Given that using Athena worked well for the database layer, perhaps a Function-as-a-Service could work with an embedded Parquet file and DuckDB. I have not used the second version of GCP Functions product but the first version could support 100MB compressed. AWS Lambda containers could support 10GB which would provide plenty of space for the tables to grow.

I suspect there will be plenty more to investigate after most of the data movement and hosting parts are built.

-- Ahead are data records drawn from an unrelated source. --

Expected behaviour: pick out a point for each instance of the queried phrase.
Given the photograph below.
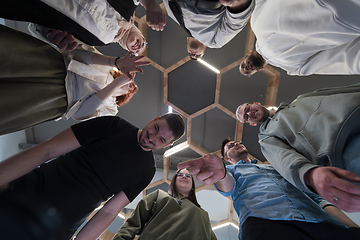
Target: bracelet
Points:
(116, 63)
(225, 171)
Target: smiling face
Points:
(252, 113)
(157, 134)
(136, 43)
(183, 182)
(235, 151)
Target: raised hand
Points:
(331, 184)
(127, 64)
(209, 168)
(62, 40)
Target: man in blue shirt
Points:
(268, 206)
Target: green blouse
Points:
(160, 216)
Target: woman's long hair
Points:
(123, 99)
(174, 193)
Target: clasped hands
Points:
(209, 168)
(333, 185)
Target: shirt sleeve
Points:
(286, 160)
(138, 219)
(227, 194)
(344, 59)
(318, 199)
(229, 25)
(94, 107)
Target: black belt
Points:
(205, 4)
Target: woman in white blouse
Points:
(38, 84)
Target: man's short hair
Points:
(176, 124)
(224, 142)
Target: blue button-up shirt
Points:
(260, 191)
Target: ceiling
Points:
(206, 100)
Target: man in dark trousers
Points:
(96, 160)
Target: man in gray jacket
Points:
(311, 140)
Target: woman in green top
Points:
(175, 215)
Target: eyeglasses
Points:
(188, 175)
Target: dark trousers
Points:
(258, 229)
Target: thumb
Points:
(346, 174)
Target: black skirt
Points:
(32, 81)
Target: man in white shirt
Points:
(305, 37)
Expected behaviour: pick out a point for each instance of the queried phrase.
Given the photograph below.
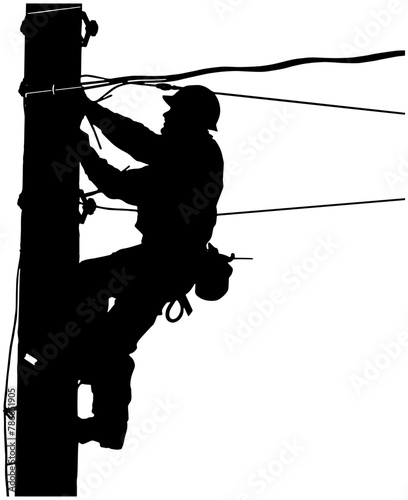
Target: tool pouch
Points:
(213, 275)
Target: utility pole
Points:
(46, 442)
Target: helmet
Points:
(202, 101)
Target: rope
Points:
(310, 206)
(6, 410)
(117, 209)
(163, 79)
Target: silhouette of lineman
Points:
(176, 194)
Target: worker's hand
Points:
(83, 100)
(83, 138)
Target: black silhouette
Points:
(176, 195)
(63, 319)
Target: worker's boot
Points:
(112, 395)
(108, 435)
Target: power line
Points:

Besides, most of the value will come from the insights drawn from the data and not necessarily from the technology chosen to efficiently store and serve the underlying data.

Edit: you can read the next steps for the Round Explorer here:

Lessons Learned

I think the biggest surprise was how useful Athena is (actually Presto/Trinio). While the architecture initially seems less performant than a traditional database, its simplicity actually fit quite well for this type of project. There isn’t a need for online calculation/prediction so staying cheap “at rest” is higher priority than performance.

When looking for databases that support geospatial queries, many had support for the basics (st_point, st_contains). Given my lack of success with Citus, I am curious what other larger geospatial datasets use for their storage layer.